In this study, the observed MDR rate of E. coli was also very high. Though the bacteria is considered as normal flora of the gut it needs equal attention. Acquisition of plasmid through horizontal gene transfer mechanism can transduce the normal flora E. coli bacteria to virulent. Should these MDR seen was associated with plasmids, it might have the potential to transduce other susceptible E. coli strains which reside in the cockroaches.

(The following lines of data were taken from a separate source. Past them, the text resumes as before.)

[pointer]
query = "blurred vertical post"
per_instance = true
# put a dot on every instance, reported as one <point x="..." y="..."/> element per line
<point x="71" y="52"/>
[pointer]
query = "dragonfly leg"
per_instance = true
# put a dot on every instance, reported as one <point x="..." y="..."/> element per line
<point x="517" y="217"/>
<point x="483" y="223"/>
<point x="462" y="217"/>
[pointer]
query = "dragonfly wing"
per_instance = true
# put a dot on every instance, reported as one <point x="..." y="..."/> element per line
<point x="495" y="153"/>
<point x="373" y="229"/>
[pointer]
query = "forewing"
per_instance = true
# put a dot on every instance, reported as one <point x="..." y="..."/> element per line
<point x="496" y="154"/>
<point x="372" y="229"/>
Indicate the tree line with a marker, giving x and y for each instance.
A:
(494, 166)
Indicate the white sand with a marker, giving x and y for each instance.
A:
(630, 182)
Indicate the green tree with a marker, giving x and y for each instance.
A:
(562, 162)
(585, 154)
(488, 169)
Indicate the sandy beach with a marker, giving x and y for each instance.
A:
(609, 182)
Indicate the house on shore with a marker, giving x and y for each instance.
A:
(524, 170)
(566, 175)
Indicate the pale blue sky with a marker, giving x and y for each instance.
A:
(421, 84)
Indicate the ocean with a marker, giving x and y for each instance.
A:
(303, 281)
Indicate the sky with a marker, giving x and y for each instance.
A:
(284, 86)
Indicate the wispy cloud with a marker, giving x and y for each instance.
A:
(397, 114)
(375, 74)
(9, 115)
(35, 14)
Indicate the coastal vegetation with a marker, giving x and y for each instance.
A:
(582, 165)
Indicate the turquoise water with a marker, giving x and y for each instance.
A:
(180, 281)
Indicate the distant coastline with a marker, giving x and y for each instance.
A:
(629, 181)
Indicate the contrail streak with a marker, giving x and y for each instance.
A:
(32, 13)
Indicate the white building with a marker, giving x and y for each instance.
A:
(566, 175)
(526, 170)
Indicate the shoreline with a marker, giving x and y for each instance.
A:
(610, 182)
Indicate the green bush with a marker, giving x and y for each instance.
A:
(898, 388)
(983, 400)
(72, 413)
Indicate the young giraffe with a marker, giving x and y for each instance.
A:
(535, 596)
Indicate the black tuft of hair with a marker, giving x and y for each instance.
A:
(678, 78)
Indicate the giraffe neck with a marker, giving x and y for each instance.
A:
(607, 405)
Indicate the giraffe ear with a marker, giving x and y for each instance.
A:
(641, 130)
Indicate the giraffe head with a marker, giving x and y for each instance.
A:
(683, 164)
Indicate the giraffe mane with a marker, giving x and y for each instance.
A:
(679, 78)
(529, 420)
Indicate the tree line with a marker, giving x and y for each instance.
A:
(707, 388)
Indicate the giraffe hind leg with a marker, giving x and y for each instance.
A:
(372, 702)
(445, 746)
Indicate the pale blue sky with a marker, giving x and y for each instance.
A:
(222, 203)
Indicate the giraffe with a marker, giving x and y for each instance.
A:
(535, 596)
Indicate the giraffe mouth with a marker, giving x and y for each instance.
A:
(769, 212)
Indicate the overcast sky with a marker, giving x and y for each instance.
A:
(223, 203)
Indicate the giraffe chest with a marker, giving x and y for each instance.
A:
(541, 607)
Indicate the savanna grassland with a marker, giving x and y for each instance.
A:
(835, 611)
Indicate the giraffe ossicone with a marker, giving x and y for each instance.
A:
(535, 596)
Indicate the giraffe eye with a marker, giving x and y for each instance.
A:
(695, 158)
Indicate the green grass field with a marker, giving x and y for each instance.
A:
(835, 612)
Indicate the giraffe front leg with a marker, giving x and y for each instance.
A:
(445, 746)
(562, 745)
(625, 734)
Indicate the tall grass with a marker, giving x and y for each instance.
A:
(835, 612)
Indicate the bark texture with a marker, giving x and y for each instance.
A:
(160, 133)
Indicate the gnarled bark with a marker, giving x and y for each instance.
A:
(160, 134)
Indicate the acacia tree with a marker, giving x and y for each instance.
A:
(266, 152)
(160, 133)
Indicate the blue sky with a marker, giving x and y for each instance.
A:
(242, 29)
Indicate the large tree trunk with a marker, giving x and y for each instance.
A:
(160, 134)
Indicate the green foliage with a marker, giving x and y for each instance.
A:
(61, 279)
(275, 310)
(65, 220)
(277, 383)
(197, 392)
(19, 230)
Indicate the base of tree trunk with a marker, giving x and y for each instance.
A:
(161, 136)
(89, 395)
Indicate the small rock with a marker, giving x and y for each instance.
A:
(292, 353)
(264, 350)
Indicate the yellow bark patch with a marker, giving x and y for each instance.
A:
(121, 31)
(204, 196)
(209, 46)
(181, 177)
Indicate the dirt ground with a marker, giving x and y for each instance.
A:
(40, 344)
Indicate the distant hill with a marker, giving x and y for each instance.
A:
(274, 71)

Ampicillin resistant E.coli isolates, 33(94.3%), in the current study is comparable with 100% resistance rate reported in Addis Ababa.21 But, our finding is slightly higher compared with resistance rate of 77.4% in Brazil9 and 84.6% in Taiwan26 It is also observed here that 14.3% of E. coli were resistant for ciprofloxacin. This finding was higher compared with 4% ciprofloxacin resistance reported in Taiwan.27

Like any other studies, this study had its own limitations and should be interpreted with caution. Genotyping of the isolates to depict if there was multiplication and/or plasmid acquisition inside the gut of cockroaches was not done. As a result comparison of the genetic profile of MDR isolates to depict replication and/or horizontal gene transfer among isolated strains was hampered. Extended spectrum beta lactamase (ESBL) production of isolated E. coli was not done due to logistics constraints. Apart from these, we believe this study pointed out valuable findings and perspectives for future studies.

Conclusion

A very high percentage of MDR bacteria was seen in this study. Majority of the bacteria tested were isolated from the gut of the cockroaches. Further study on genotyping of bacteria isolated from gut of cockroaches is recommended to depict the potential multiplication and acquisition of mobile genes in the gut of the cockroaches. Our data has indicated the possibility of considering cockroaches in future efforts dealing with drug resistance. From public health point of view, it is important to control cockroaches foraging in public food and drinking establishments due to the potential risk of transmitting these MDR bacteria to susceptible host.

Acknowledgements

The authors are grateful to Jimma town municipality office, Jimma revenue bureau, owners and representatives of the restaurants and cafeterias for their cooperation. We also acknowledge Medical Laboratory Sciences and Pathology Department, Jimma University for allowing its laboratory facilities.

Funding

The study was supported by Jimma University, Ethiopia for laboratory facility and reagents.

Conflict of interest

We declare that there is no conflict of interest in relation with this paper.